Karissa Best Photography



 
Everything has been re-done (ew you should have seen my other one!)
Would love comments, suggestions - or even just to be told that it's fine.
Thanks!!!


----------



## JimMcClain (Jul 2, 2015)

The font family you use in the body of your content should be consistent throughout. The home page content is difficult to read. The relaxed font family you are using on most other pages seems out of place for the high style, modern look of the rest of the design.

There are a few pages where you use an image with words on it. Google can't read pictures or even see them. If the content is words, use actual text. If you display pictures, make sure every picture uses a human readable file name, like crt-magazine-spead01.jpg, not 974a5a_fb6ef645128b48a3ab62f2588445932e.jpg_srz_p_600_400_75_22_0.50_1.20_0.00_jpg_srz, which has no relation to the content on your page. When you use your software to post an image, make sure you give it an alt and title attribute that uses even more relevant content, i.e.: alt="Need To Know Awards" and title="Magazine spread for CRT Award Show".

Unfortunately, you appear to be using a site-building software called Wix. I've never used it, but my guess is its claim to fame is ease of use for the website owner who has no experience with creating an effective, professional website. Your pages are pretty much all JavaScript code, which search engines can't read and won't index the way you'd like. The image below is a portion of what any search engine sees when they crawl your site.

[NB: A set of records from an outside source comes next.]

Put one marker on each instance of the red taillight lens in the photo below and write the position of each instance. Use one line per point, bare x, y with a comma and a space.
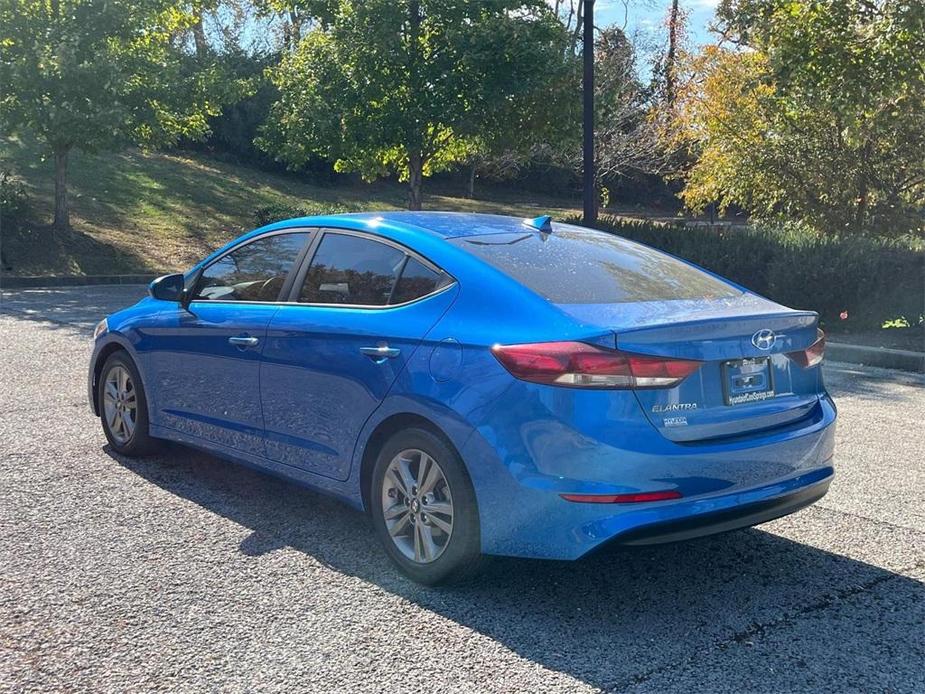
580, 365
812, 355
637, 498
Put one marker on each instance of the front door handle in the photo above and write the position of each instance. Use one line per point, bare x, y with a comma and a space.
381, 353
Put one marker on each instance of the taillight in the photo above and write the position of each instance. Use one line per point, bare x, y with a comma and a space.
812, 355
581, 365
637, 498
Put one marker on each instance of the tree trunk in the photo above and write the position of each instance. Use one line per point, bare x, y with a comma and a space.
62, 213
415, 176
671, 57
199, 37
293, 31
587, 128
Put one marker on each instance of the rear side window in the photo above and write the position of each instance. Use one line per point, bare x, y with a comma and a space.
573, 265
253, 272
416, 280
352, 270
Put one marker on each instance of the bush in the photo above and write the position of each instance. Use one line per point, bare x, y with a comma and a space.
874, 280
14, 202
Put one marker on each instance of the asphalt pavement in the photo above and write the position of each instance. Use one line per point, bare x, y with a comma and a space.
185, 572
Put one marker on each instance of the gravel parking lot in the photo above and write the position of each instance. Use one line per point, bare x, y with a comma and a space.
186, 572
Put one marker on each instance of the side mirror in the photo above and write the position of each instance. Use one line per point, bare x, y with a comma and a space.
168, 288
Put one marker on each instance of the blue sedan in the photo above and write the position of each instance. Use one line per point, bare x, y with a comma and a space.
480, 385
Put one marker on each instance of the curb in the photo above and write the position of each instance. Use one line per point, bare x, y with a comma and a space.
72, 281
902, 359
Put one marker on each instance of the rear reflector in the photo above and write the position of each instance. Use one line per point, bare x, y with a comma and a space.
580, 365
638, 498
812, 355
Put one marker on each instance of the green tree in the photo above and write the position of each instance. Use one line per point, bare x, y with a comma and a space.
412, 86
99, 74
821, 119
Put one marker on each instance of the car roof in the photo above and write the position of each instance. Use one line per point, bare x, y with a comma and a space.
424, 232
444, 224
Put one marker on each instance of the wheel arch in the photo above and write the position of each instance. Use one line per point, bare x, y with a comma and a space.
105, 351
384, 430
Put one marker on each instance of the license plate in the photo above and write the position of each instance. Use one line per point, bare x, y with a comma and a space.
747, 380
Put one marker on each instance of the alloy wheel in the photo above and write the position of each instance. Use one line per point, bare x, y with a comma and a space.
417, 506
120, 404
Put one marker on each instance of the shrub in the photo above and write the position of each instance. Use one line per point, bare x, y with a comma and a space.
874, 280
14, 202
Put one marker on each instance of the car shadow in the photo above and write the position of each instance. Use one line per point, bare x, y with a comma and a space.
613, 619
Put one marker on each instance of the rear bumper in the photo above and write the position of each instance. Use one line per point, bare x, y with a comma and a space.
735, 518
724, 485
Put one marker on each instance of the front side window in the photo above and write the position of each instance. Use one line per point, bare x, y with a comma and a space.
253, 272
352, 270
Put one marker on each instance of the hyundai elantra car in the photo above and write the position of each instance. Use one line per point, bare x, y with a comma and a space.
479, 385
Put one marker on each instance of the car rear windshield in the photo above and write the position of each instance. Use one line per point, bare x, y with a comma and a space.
573, 265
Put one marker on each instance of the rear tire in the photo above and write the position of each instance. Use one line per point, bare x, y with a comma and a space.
123, 407
424, 510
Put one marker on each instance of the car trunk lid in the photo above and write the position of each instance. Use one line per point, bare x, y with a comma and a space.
746, 382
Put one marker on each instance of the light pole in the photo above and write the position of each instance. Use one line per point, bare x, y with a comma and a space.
590, 198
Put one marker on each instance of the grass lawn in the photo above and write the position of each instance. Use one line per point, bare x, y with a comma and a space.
155, 212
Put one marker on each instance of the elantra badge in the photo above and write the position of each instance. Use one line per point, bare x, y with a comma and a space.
764, 339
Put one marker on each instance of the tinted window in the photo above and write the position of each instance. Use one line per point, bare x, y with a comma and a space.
573, 265
254, 272
351, 270
416, 280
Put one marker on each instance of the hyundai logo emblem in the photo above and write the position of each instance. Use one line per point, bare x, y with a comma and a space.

Awful, ain't it?  You will have to work very hard to get people to visit your site because you'll get very little help from Google and other search engines. I did a search on Google for all the best keywords you have on your site. The only time you landed on the first page (like most, I almost never go to page 2, 3, etc.) was when I used the term "karissa best photography." If I leave out "best" or "Karissa", you are nowhere to be found.

Although it is true that googlebots can crawl your content if the infrastructure follows specific guidelines - that would have to be done by Wix. But judging by the number of Wix websites that do not come up on the first page of search results, my guess is it doesn't work as well as they advertise.

I recommend WordPress. It's free software you install on your own server and is one of the most search engine-friendly products you can use. You can get very high quality themes, some made specifically for photographers, for less than $100. Most of the plugins you would want are free. There are a few very good hosting companies that specialize in WordPress sites and will manage everything for you except the adding of content.

Okay... that was a long winded reply. Well, you asked.  I replied because I like your work and your style. I also have a very good friend who lives in Kiwi land.

Best R'gards,

Jim


----------



## AceCo55 (Jul 2, 2015)

As far as I can tell, your website is not optimised for different devices in that it doesn't resize to fit.
I used:
Screenfly Test Your Website at Different Screen Resolutions 
... to simulate the look of your website on various devices and screen sizes ... and it doesn't look great. Just cuts off content and introduces scroll bars. It's like looking through a small window.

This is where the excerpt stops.